May 13, 2011
 

Increased tariffs may jack up Prices of processed meat in the Philippines


 

Prices of processed meat in the country are bound to increase if the tariff on meat offals, particularly pork skin, fat and rind, is raised.

 

Francisco Buencamino, executive director of the Philippine Association of Meat Processors of the Philippines Inc. (PAMPI), said they are opposing a proposal to increase the import for offals to 40 percent.


Buencamino said the government "is only protecting the interest of the hog raisers. They're supposed to look at things without bias. What about the Filipino consumers?"


Buencamino explained a raise in import duty would translate to a 15- percent increase in the price of offals and processed meats sold in wet markets.

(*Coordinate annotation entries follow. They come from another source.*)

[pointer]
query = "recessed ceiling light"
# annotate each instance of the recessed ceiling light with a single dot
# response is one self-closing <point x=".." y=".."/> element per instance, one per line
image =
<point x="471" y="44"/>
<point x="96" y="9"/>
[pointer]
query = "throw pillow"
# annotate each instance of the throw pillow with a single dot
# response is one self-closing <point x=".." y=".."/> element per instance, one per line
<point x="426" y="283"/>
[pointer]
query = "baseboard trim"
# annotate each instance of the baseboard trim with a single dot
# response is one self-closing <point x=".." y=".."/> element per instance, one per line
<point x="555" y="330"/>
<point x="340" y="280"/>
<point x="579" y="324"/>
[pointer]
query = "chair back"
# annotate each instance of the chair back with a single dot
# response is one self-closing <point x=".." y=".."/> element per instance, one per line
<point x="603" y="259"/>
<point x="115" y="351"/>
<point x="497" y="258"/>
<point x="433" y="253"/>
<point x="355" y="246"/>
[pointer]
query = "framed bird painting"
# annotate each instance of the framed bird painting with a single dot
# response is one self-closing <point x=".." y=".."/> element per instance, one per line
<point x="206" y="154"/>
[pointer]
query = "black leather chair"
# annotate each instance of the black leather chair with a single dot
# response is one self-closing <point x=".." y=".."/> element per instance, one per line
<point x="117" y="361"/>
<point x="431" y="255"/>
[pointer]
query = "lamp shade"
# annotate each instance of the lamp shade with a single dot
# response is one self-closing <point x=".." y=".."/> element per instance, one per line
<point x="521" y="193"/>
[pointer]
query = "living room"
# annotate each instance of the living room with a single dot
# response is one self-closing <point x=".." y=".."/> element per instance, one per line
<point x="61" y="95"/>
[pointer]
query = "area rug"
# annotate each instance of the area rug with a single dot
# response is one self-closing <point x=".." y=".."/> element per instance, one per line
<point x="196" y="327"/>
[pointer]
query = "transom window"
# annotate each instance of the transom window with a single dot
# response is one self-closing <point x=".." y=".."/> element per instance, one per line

The PAMPI official lamented that "they are forcing the Filipino consumers to buy only their [hog raisers] products." He also said the government should be more "balanced on the issue of increasing the tariff on offal, and be more sensitive to the concerns of the Filipino consumers."


Meat processors, who use and import offals, want the tariff maintained at five percent.


The local pork industry has been complaining that the increasing imports of offals aggravated by technical smuggling activities involving premium pork cuts, is slowly killing the local industry.


Continued low demand for pork, coupled by increasing imports that find their way to wet markets has resulted in a 0.59 percent growth for the livestock sector in the first quarter of this year.


Meat processors have been saying that local hog producers are unable to supply them with the necessary volume and quality of offals they need for production.


PAMPI is hoping to present its case during a series of public hearings to be conducted on the proposed tariff increase.